Industry reform agenda welcomed at transport forum


TWU backs ALP's Safe Rates framework while ATA hails ‘constructive conversation’

Industry reform agenda welcomed at transport forum
Crouch, Sterle and Kaine previously convened at last year's ATA Council meeting

 

The Transport Workers Union (TWU) says it is backing federally binding legislation on a renewed system of Safe Rates "to ensure safe standards of work including fair payments and conditions", following the Transport Industry Standards Forum convened by Senator Glenn Sterle at Parliament House.

Shadow Minister for Transport and Infrastructure Anthony Albanese reaffirmed Labor’s commitment to push for reform of the industry if the next election led to a change of government, with the TWU supporting legislative framework to address financial pressures at the top of the supply chain, which it attributes to a high number of deaths from truck crashes and insolvencies among transport companies.

"It is clear that the tide is turning and that our industry is united in pushing for a way to make things better. The industry realises that a huge gap has been left since a road safety watchdog was torn down and that rates, payment deadlines, safety and sustainability has gotten worse. We need to address this urgently," TWU National Secretary Michael Kaine says.

"We believe that the ALP got the policy right in December at their national conference and that binding legislation to tackle the gross imbalances and a skewed power dynamic in our industry is the way forward. We look forward to moving ahead now and pushing for the implementation of this policy."


The TWU's agenda was supported by ACFS Port Logistics CEO Arthur Tzaneros at its Safe Rates Summit in February. Read more here


The TWU also quoted Frank Black, who recently was voted as the owner driver representative on the ATA general council.

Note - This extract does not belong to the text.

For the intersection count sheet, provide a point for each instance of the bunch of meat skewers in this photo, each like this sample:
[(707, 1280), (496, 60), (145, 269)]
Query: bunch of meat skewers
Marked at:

"We need change and we need it urgently. Drivers need to be viable so they can operator safely. We need to stop the procrastination and implement changes now," Black says.

The effect of this is tight margins which see transport companies subsist on tight margins and delay maintenance to trucking fleets, and drivers forced to work long hours, speed and skip mandatory rest breaks.

ATA WELCOMES ‘CONSTRUCTIVE CONVERSATION’

While the TWU and the Australian Trucking Association (ATA) haven’t always seen eye to eye on industry reform issues, the hatchet was buried for the time being as chair Geoff Crouch, CEO Ben Maguire, owner-driver Chris Howard and Fellows Bulk Transport owner Paul Fellows represented the ATA at the forum.

Crouch notes the forum explored ways to address challenges within the industry, transport policy and the next steps necessary to improve road transport standards, conditions and safety outcomes.

"The ATA was delighted to join Senator Sterle’s forum and have the opportunity to contribute to this important conversation," Crouch says.

 "The forum brought together an extremely diverse range of industry participants, providing a platform for positive discussion.

"It was very encouraging to see everybody proactively contributing to one central goal: to improve safety outcomes."

Howard says while there were some different agendas in the room, everyone was on the same team.  

"It would be great to have a combined effort incorporating drivers, employers and suppliers that benefits the industry as a whole," Howard says.